I tried doing three sets of gather and then using the mutate function using case_when. like so
df<- df %>%
gather(key="A",value="code",dx)%>%
gather(key="B",value="number",dxadm)%>%
gather(key="C",value="character",dxpoa) %>%
mutate(X=case_when(
code == 100 & present >0 ~ 1,
code ==100 & character == "Y"~1)
)
Except my spread function of these rows came back with rows all array and my X out of place.
Alternatively, I considered something like
df <- df %>%
mutate(X=case_when(
A1 == 100 & B1 >0 ~ 1,
A1 ==100 & C1 == "Y"~1,
A2 == 100 & B2 >0 ~ 1,
A2 ==100 & C2 == "Y"~1,)
and so on for all permutations. The two problems with this are that I have a lot of columns and I'd like to this for multiple different values of A.

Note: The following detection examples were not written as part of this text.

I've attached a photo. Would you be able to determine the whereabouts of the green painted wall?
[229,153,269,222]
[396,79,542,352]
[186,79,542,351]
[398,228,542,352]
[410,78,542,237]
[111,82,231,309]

Can anyone recommend an alternative or at least a way to make the second solution into something that would only require one annoying long piece of code that I could make into a more generalizable function? Thanks!
A suggestion
require(read.so) #awesome package to read from Stackoverflow,
# available on GitHub [https://alistaire47.github.io/read.so/][1]
require(tidyr)
require(reshape2)
require(dplyr)
dat <- read.so()
dat %>% gather(var, value, 2:13) %>% #make it long
mutate(var = gsub('([A-Z])', '\\1_', .[['var']])) %>% #add underscore
separate(var, c('var', 'number') ) %>% #separate your column
dcast(KEY+number ~ var) %>% #dcast is a bit complex but quite powerful
group_by(KEY) %>%
filter(A == 100)
# A tibble: 2 x 5
# Groups: KEY [2]
KEY number A B C
<int> <chr> <chr> <chr> <chr>
1 1 2 100 1 <NA>
2 2 1 100 <NA> Y
A solution using dplyr and tidyr. We can gather all the columns except KEY, separate the letters and numbers, and then spread the letter so that we can create the X column without specifying the numbers. Notice that I assume if the condition is not met, X would be 0, and based on your description, I used any(A %in% 100 & (B %in% 1 | C %in% "Y")) to test the condition as any given numbers met the condition, X would be 1.
library(dplyr)
library(tidyr)
df2 <- df %>%
gather(Column, Value, -KEY) %>%
separate(Column, into = c("Letter", "Number"), sep = 1) %>%
spread(Letter, Value, convert = TRUE) %>%
group_by(KEY) %>%
mutate(X = ifelse(any(A %in% 100 & (B %in% 1 | C %in% "Y")), 1L, 0L))
df2 %>% as.data.frame()
# KEY Number A B C X
# 1 1 1 120 1 <NA> 1
# 2 1 2 100 1 <NA> 1
# 3 1 3 NA NA <NA> 1
# 4 1 4 110 1 <NA> 1
# 5 2 1 100 NA Y 1
# 6 2 2 NA NA N 1
# 7 2 3 115 NA Y 1
# 8 2 4 NA NA N 1
I think the structure of df2 is good, but if you really want the original structure, we can do the following.
df3 <- df2 %>%
gather(Letter, Value, A:C) %>%
unite(Column, Letter, Number, sep = "") %>%
spread(Column, Value) %>%
select(names(df), X)
df3 %>% as.data.frame()
# KEY A1 A2 A3 A4 B1 B2 B3 B4 C1 C2 C3 C4 X
# 1 1 120 100 <NA> 110 1 1 <NA> 1 <NA> <NA> <NA> <NA> 1
# 2 2 100 <NA> 115 <NA> <NA> <NA> <NA> <NA> Y N Y N 1
df3 is the final output.
DATA
df <- read.table(text = "KEY A1 A2 A3 A4 B1 B2 B3 B4 C1 C2 C3 C4
1 120 100 NA 110 1 1 NA 1 NA NA NA NA
2 100 NA 115 NA NA NA NA NA Y N Y N",
header = TRUE, stringsAsFactors = FALSE)
Same idea as Tjebo, but sticking to the tidyverse....
library(tidyverse)
dat <- data.frame(stringsAsFactors=FALSE,
KEY = c(1L, 2L),
A1 = c(120L, 100L),
A2 = c(100L, NA),
A3 = c(NA, 115L),
A4 = c(110L, NA),
B1 = c(1L, NA),
B2 = c(1L, NA),
B3 = c(NA, NA),
B4 = c(1L, NA),
C1 = c(NA, "Y"),
C2 = c(NA, "N"),
C3 = c(NA, "Y"),
C4 = c(NA, "N"))
dat %>%
gather(var, value, -KEY) %>% #make it long
extract(var, regex = "(.)(.)", into = c("var", "number") ) %>%
spread(var, value) %>%
filter( A %in% 100 )
#> KEY number A B C
#> 1 1 2 100 1 <NA>
#> 2 2 1 100 <NA> Y
Created on 2018-02-27 by the reprex package (v0.2.0).